The CPA had picked up her own phone and was texting. “I have a friend with a photo editing program that can re-render text.”
“What does that mean?”
“It locates the basic shapes of letters and numbers in a document and draws them, filling in anything that’s missing or unclear. I sometimes have to use it to enhance faded receipts my clients need for a business audit.”
“I’m not following.”
“You don’t have to. Just send me all the pictures you took.”
Andy tried. She really did. But instead of feeling energized by what Lorna just said, her beleaguered brain began to retreat, leaving her to stare dumbly at her phone.
Lorna slipped the device out of her friend’s incapacitated fingers and completed the task herself.
“There,” Lorna said. “We should get these back before ten tomorrow morning. Now, when is Melissa bringing Harley home tonight?”
“She didn’t say,” Andy mumbled.
“Not a problem. You’ve got the guest room. I told him to take the futon in the study.”

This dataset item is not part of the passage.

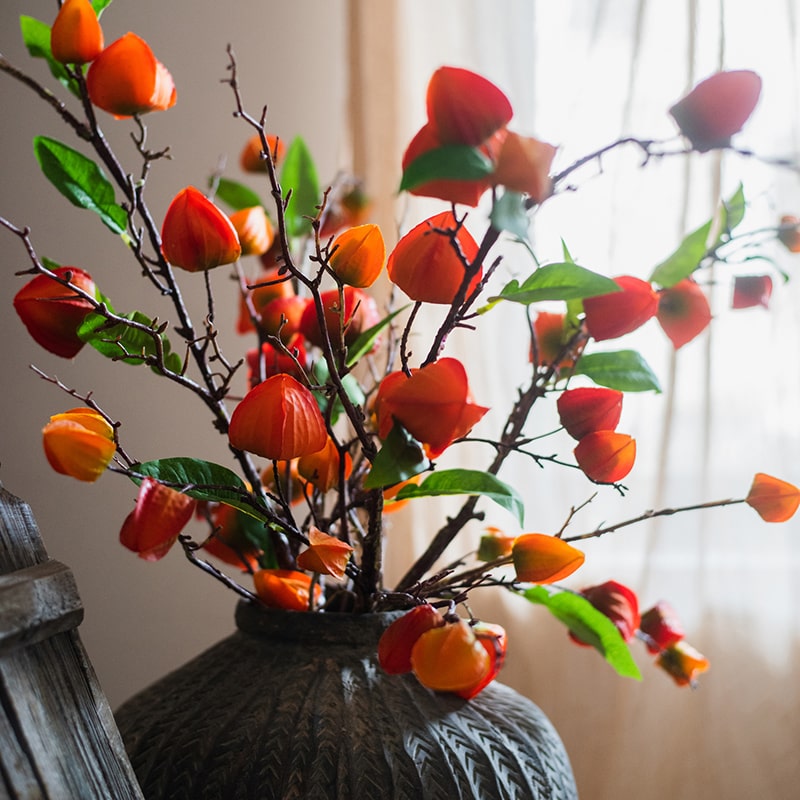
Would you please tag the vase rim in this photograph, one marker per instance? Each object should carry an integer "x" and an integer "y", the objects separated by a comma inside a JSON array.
[{"x": 311, "y": 627}]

Without indulging her comatose co-conspirator a moment longer, Lorna removed the two wine glasses from the table and emptied them into the sink.
“Why are you taking my wine?” Andy whimpered through the late-night fog of exhaustion.
“It’s time for another Tylenol, my woozy friend. And you need sleep.”
Andy looked down involuntarily at Tilda’s 8-inch keepsake. The elongated keystroke was throbbing again, shooting hot pulses of pain along the inside of her lower arm. The edge of the jagged metal blade had not so much sliced the skin, as riddled it with dozens of tiny punctures. Andy sat stupefied by the purpling flesh. She’d been wrong to call Tilda a mad dog. Mad dogs acted and reacted in the moment. People like Tilda had volition; they were creatures of choice, with a strong self-will and a long-term strategy.
Fifteen minutes later, Andy succumbed to sleep, drifting off on the notion that the palm reader might simply have been drawing a dotted line to follow, so that next time the two of them met, she would know exactly where to make the real cut.
Chapter 29
More Convoluted than the Tax Code
Harley returned to the condo later that night, apparently unharmed by his evening with The Impresario. All Lorna and Andy knew was that he was sleeping deeply and out of earshot on the futon in the study, as they waited for the pictures of the passport to arrive the next morning. The enhanced JPEGs began to appear in Lorna’s inbox at 10:20 a.m.